# North Dakota.. hellhole of the boomtown..



## creature (Jun 24, 2014)

currently in williston, ND..

what an amazing instance of human and planetary self destruction...

working towards the next adventure..

most days are 13 hours long, so being able to meet up on the spur of the moment is tough..
however.. *ANYONE* coming through here is welcome to at least a meal & provisions, possibly a shower & laundry.

very cool folks may be able to crash for a few days.

the workload is hellish & the company i work for has more fucking dementia than me..
i may snap at any moment & tell them to flip it big..

i *may* be able to hold out, & make another attempt at a material alternate reality...

in any case, for as long as i last the offer is good.

if i hit the road again, i'll post, because i'm prepping for another trip, depature date still undetermined.
maybe tomorrow morning..
maybe late september...

anybody needs a hand & i can help where i am, it'd be a fucking blast..

bow fucking wow wow wow..

j


----------



## TheWindAndRain (Jun 25, 2014)

I slept outside in Williston January and February, it was brutal.

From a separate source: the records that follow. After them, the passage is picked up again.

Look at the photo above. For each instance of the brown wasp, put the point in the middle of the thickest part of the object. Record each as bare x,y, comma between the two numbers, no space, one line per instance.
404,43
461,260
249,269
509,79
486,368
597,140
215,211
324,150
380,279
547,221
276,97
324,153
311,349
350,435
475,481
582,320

My camp got ransacked and vandalized. Such a strange place. Walked out of there with a couple thousand bucks though. I'm going to work there again possibly a couple weeks from now, possibly not until September.

I always worked for bakken (the temp place) what are you doing there?


----------



## creature (Jun 25, 2014)

Hey, wind..

yeah.. the winter was fucking brutal..
came out here in november, having been told there would be full time work..
went at it like hell for about two weeks, then everything shut the fuck down..

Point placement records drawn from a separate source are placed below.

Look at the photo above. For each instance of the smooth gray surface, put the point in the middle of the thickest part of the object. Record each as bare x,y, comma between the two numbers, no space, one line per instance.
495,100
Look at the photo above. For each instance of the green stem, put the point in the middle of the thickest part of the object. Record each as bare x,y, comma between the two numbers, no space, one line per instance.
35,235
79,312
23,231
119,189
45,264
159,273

my van is diesel, & i didn't have a chance to winterize it.. the 2 weeks were about 60 hours each, & the housing was provided, so i wasn't worried.
over the next 3 months i averaged about 10 hours a week, with the van frozen in fucking place..
i was still housed, but i would have bailed in a heartbeat if i could have started my beast up...

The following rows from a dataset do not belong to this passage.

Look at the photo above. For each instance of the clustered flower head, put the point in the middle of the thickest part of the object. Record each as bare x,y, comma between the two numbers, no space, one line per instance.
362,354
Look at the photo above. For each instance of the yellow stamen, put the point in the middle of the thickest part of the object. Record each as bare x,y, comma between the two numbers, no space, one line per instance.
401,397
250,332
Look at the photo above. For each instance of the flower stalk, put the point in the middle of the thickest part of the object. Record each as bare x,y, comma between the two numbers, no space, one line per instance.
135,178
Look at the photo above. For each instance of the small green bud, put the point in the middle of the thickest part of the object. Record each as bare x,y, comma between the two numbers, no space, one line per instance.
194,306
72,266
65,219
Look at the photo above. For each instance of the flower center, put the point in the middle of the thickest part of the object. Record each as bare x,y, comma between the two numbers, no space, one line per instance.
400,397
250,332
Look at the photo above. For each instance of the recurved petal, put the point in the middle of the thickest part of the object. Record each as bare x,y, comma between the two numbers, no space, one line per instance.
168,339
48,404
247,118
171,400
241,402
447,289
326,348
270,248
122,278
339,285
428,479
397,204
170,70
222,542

march 12th rolled around & we got a thaw, so i got the fuck out..

i'm a surveyor by trade... keeps me in fuel & food, & allows me to make an ass of myself..

the new job isn't much better than the old, but at least i'm not in spittle laced shouting matches with the fucking violent alcoholic i was frozen next door to..
the asshole was my working partner, too...

what a fucking nightmare...

sorry about you're camp... yeah.. fucking 50 fucking degrees below fucking zero..
fucking weeks on end with highs in the negative fucking digits..

cabin fever & nihilism... 

not good..



anyways.. hanging it up for the evening..

message me if there's any important details.. 

like i said, if you're in the area, whatever resources i can make available, i will..

woof...


----------